Auf diese Weise konnte Österreich über wenige Passstationen in eine gefährliche Zone vordringen und war nicht ausschließlich darauf angewiesen, dass die Norweger die Bälle in diesen gefährlichen Zonen als Folge des Pressings verloren.

Mwene hielt Sabitzers Rücken frei

Während Baumgartner aufgrund seiner Unberechenbarkeit besonders gerne im Zentrum gesucht wurde, hatte Marcel Sabitzer am linken Flügel seinen Spaß.

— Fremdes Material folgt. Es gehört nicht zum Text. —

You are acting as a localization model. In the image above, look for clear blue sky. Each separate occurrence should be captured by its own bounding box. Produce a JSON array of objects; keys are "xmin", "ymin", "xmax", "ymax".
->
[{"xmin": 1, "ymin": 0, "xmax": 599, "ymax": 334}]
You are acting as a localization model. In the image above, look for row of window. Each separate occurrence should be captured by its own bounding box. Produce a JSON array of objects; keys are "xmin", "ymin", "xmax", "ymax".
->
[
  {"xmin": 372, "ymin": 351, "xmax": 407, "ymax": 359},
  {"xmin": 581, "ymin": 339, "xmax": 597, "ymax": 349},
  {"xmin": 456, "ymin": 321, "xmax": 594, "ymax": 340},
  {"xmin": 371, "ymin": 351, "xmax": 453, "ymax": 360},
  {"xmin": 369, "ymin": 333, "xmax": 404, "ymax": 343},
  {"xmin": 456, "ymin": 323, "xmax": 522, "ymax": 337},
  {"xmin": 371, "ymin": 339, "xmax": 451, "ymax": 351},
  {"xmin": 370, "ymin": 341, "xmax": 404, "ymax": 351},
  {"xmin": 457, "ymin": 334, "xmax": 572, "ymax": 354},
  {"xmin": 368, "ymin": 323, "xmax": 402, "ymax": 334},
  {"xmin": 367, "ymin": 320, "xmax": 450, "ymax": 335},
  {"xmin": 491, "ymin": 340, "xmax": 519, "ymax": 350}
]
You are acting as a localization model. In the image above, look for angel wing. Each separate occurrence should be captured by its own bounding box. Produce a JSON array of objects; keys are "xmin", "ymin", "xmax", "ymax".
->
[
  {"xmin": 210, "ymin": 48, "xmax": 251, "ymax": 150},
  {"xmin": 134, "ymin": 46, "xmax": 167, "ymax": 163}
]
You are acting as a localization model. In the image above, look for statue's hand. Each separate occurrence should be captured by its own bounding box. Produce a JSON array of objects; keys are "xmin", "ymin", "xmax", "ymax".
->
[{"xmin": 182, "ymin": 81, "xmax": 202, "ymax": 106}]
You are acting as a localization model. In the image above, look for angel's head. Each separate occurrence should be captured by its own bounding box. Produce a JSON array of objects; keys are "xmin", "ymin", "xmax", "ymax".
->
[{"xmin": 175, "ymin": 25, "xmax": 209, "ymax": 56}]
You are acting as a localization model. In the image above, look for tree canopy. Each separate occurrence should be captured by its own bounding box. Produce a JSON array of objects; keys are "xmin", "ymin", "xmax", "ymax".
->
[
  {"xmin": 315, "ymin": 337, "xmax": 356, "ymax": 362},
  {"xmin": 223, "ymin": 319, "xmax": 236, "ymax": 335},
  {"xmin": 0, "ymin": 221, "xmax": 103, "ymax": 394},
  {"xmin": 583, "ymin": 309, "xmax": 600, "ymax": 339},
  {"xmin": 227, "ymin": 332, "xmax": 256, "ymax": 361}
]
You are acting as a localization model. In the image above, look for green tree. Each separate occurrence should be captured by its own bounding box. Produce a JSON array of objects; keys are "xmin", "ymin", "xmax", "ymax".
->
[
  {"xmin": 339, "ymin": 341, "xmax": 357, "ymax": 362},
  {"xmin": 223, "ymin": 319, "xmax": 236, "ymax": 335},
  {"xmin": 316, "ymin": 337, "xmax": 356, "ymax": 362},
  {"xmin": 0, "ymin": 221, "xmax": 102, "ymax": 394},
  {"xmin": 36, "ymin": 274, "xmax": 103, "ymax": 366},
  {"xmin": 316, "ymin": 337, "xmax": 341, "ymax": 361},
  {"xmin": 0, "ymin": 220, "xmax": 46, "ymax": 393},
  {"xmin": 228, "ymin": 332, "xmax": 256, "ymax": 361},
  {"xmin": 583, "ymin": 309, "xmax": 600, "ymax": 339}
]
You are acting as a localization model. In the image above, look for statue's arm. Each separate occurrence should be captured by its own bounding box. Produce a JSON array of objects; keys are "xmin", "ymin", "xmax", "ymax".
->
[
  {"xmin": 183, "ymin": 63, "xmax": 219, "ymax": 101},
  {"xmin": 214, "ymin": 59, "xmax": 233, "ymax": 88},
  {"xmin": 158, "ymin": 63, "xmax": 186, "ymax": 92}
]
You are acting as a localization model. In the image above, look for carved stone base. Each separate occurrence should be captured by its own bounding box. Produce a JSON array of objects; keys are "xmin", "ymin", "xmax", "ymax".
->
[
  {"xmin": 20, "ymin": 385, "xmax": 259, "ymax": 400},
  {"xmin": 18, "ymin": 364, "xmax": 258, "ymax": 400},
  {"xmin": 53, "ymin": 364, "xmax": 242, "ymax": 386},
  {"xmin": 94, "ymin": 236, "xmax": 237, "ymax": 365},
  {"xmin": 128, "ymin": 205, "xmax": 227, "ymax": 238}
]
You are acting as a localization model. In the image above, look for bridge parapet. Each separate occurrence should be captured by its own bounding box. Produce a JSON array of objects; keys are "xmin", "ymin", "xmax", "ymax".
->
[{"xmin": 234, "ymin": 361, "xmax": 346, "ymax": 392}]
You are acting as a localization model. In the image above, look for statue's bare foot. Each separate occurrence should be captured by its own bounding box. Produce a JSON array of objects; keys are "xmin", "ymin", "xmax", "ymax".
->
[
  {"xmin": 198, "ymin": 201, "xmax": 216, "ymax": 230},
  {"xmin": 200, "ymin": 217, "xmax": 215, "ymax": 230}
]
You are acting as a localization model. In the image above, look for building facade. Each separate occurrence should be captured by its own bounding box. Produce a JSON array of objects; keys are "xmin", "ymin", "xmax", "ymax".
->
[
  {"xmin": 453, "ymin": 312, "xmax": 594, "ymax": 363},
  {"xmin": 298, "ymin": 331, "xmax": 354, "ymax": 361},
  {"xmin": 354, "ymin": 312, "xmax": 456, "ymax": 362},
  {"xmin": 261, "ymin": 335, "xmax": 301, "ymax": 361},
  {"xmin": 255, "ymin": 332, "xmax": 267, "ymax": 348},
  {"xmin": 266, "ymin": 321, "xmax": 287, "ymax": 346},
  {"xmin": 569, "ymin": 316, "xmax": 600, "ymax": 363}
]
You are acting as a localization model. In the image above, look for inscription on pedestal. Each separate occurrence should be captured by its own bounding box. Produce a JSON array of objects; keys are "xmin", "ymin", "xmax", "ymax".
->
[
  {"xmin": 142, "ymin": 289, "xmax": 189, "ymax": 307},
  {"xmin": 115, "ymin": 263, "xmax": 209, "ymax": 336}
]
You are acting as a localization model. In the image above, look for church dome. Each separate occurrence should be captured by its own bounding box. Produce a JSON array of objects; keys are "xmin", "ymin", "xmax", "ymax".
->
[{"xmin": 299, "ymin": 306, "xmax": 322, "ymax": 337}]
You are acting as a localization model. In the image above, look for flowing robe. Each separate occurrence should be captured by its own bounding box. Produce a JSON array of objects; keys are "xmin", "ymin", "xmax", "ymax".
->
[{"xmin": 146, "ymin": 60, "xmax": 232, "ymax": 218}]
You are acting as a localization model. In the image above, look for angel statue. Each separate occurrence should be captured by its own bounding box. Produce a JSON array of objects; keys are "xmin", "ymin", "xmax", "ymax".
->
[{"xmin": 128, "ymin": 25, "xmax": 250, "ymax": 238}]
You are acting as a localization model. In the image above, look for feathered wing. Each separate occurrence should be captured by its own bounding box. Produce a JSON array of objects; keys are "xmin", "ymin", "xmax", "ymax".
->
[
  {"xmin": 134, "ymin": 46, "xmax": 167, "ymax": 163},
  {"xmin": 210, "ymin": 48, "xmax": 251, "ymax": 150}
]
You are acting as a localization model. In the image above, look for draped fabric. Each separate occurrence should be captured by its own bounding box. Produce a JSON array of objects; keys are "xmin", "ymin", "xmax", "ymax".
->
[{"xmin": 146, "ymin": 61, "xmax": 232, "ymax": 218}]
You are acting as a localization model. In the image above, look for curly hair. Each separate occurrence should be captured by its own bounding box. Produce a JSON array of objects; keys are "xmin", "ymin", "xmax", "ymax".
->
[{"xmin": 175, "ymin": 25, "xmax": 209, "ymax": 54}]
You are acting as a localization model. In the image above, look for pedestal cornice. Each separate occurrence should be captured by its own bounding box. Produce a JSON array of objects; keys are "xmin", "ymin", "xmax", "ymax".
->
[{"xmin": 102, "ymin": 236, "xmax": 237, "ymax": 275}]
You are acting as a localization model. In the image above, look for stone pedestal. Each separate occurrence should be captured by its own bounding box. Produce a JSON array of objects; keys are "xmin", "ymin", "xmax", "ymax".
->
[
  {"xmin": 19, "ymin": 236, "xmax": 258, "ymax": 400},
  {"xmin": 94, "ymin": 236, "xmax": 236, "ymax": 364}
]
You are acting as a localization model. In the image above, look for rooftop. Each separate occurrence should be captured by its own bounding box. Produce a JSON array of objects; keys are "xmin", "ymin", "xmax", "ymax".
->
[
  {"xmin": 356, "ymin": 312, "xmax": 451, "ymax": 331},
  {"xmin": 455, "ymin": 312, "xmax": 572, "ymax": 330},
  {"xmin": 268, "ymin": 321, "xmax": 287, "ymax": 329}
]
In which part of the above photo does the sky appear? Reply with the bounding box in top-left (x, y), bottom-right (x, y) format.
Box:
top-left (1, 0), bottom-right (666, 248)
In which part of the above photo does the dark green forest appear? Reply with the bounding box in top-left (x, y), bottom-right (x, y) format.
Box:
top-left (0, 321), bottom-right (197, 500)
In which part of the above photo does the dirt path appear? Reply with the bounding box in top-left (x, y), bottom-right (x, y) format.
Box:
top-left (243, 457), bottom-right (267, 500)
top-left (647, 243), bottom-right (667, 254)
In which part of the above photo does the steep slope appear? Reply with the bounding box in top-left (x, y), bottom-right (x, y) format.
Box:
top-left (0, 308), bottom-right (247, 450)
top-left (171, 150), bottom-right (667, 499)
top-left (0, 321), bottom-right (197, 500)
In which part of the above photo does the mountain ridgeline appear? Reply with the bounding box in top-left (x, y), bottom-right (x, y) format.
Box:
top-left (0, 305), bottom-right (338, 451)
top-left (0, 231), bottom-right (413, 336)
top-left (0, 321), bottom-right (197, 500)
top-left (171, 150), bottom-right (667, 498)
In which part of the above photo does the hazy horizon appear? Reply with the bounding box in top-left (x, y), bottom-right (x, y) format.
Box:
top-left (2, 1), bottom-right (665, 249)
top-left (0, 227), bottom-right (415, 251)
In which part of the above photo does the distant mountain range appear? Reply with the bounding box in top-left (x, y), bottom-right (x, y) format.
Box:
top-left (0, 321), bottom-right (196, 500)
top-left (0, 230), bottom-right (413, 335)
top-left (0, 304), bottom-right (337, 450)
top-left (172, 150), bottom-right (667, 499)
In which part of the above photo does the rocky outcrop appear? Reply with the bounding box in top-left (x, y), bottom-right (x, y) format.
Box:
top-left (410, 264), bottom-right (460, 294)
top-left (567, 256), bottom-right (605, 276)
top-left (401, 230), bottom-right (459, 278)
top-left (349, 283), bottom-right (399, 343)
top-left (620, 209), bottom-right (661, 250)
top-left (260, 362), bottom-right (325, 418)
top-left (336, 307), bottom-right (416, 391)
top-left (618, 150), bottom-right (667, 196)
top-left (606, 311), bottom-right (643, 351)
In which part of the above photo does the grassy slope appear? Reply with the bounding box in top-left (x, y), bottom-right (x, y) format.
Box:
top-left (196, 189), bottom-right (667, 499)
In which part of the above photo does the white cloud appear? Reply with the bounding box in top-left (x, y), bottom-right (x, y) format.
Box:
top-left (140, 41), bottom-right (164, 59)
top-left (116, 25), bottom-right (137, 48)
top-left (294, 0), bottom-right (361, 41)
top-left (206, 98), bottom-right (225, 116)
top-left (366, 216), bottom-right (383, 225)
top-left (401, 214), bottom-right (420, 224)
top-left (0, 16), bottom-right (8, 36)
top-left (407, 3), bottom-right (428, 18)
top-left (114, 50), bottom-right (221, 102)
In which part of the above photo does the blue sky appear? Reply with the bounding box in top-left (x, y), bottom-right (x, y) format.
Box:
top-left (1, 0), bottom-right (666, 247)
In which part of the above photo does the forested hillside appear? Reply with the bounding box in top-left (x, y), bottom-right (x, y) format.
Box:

Sein BVB-Teamkollege Julian Ryerson, der in Dortmund eigentlich Außenverteidiger spielt, wurde diesmal als rechter Mittelfeldspieler eingesetzt. Bei norwegischem Ballbesitz rückte er dabei immer wieder ins Zentrum rein, um dort Überzahl zu kreieren. Nach Ballverlusten fehlte er in der Rückwärtsbewegung dadurch aber oftmals am Flügel - was Österreich eiskalt ausnutzte.

Sabitzer erzeugte im Zusammenspiel mit dem sehr quirligen Mwene häufig eine Überzahl über links. Mwene lockte Rechtsverteidiger Marcus Pedersen mit Tiefenläufen immer wieder von Sabitzer weg, der wiederum meist den Weg zur Mitte suchte und dort viel Raum hatte. Der Treffer zum 4:1 durch Stefan Posch fiel aus einer genau solchen Situation.

Am Ende hatte der Erfolg über Norwegen mehrere rot-weiß-rote Väter. Nur weil alle ÖFB-Kicker an einem Stang zogen und dies auch mit aller Kraft taten, sah die Mannschaft am Sonntag so viel besser aus als Anfang September in Oslo. Personell gab es zwischen diesen beiden Partien nämlich kaum Unterschiede.

Der wertvollste Spieler der Welt hingegen war großteils auf sich alleine gestellt, für Erling Haaland kamen an diesem Abend kaum Bälle von seinen Mitspielern durch.